Dieser Blogbeitrag entstand im Rahmen der Blogparade von Dagmar Recklies. Sie stellt Selbständigen die Frage: "Wie ist es, mit Dir zu arbeiten?"

 

Diese Frage möchte ich folgendermaßen beantworten: 

Ich komme aus einer toxischen Unternehmerfamilie. Mein Vater studierte Pharmazie, weil sein Vater das auch gemacht hat. Eigentlich wollte mein Vater lieber Innenarchitekt werden, aber das Studium hätten seine Eltern nicht finanziert. Es gab die stumme Vereinbarung, dass unsere "Linie" Apotheker werden muss. Für mich war schon als Kind klar, dass ich mit Pharmazie so ziemlich nix am Hut habe. Ich bin die Sprachen- und Wortkünstlerin. Immer gewesen, bis heute. Als ich kurz vor dem Abitur mitgeteilt habe, dass ich Journalistin werde, sagte mein Opa kühl und knapp: "Schmierfinken und Schnüffler haben bei uns keinen Platz."

Ich hatte es gewagt, die Familientradition zu brechen. Und ab dem Moment hatte man mir den Platz in der Familie auch gekündigt. Meine Oma gab mir damals 1000 Mark als Start in mein Berufsleben - und ab da war jeglicher Kontakt mit mir dann unerwünscht. 

 

Bei meinen Eltern habe ich als Kind und Jugendliche gesehen, was mangelndes Selbst-Bewusstsein in Kombination mit Unternehmertum macht: Hochmut, gepaart mit mangelnder Empathie. Kunden waren nur Geldbringer, keine Partner, die man unterstützt. Meine Eltern haben sich nicht als Dienst-Leister gesehen, sondern als Glücks-Bringer, für die die halbe Nation - in dem Fall ein badisches Dorf - dankbar zu sein hat.  Durch nicht ausgeprägte Sozialkompetenz meiner Eltern, die auf einem kleinen Dorf in Mittelbaden eine Apotheke eröffneten, gab es sehr schnell Differenzen und Ablehnung von Seiten der Bevölkerung. Meine Mutter verlor als "Frau Apotheker" fix die Bodenhaftung und verstand nicht, dass es in einem sehr ländlich geprägten Umfeld nicht gut ankommt, mit dem Cashmere-Mäntelchen einkaufen zu gehen und ständig zu betonen, dass man die Frau vom Apotheker sei. 

Der nach außen getragene neue Reichtum machte mich als Tochter zum Außenseiter in der Schule. Ich wurde das "Bonzenkind" genannt und gehänselt. 
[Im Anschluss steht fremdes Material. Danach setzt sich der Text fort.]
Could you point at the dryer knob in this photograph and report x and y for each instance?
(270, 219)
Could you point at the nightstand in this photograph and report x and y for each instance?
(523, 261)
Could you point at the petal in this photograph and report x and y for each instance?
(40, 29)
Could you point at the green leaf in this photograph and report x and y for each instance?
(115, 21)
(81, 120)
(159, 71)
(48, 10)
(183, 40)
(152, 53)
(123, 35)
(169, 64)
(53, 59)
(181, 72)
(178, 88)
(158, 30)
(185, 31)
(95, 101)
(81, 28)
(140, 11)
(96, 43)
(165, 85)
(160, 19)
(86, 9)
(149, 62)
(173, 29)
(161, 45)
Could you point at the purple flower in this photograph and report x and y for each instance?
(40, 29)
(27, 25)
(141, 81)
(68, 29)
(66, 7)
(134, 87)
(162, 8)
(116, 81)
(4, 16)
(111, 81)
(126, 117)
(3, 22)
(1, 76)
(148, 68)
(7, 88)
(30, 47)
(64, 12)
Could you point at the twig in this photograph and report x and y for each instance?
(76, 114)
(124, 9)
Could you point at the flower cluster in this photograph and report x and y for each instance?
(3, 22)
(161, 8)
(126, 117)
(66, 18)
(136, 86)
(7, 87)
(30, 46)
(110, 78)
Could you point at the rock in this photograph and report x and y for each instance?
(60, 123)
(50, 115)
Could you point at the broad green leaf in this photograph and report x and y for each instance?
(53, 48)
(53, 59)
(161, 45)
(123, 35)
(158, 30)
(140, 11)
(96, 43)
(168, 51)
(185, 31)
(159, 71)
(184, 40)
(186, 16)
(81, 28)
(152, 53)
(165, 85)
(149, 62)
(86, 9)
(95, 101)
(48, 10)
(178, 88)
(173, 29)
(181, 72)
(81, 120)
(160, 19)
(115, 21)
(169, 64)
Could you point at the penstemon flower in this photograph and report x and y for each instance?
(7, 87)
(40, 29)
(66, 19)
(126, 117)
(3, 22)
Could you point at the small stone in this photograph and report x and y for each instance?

Nach nur zwei Jahren nach Eröffnung haben meine Eltern die Apotheke und das neu sanierte Haus verkauft - schuld in ihren Augen waren die "undankbaren Kunden", Differenzen mit Ärzten, und offen ausgesprochene Kritik gegen das sehr unprofessionelle Verhalten meiner Eltern. Selbstreflektion war leider nicht vorhanden. Wir zogen durch halb Baden-Württemberg und meine Eltern eröffneten insgesamt 3 Apotheken in Folge und gaben jede davon mit den gleichen Gründen wieder auf. 

 

Trotz dieser ziemlich unproduktiver Vorbilder vom Unternehmertum bin ich heute auch selbstständig. Und zwar in der Branche, für die mein Herz schlägt: Text, PR, Marketing, Ghostwriting. Ich bin mir trotz aller Ablehnung in der Familie treu geblieben und ging meinen Weg. 

 

Für mich ist konstruktive und positive Kommunikation der Schlüssel zum Erfolg. Gepaart mit Authentizität. Ich nehme nur Aufträge an, hinter denen ich stehe und die ich vertreten kann. Meinen Kunden begegne ich auf Augenhöhe - ich bin nicht klüger oder besser als meine Kunden. Ich verfüge über Spezialwissen, das ich teile, mit dem Ziel, dass meine Kunden eine Lösung erhalten, verbunden mit einem guten Gefühl. 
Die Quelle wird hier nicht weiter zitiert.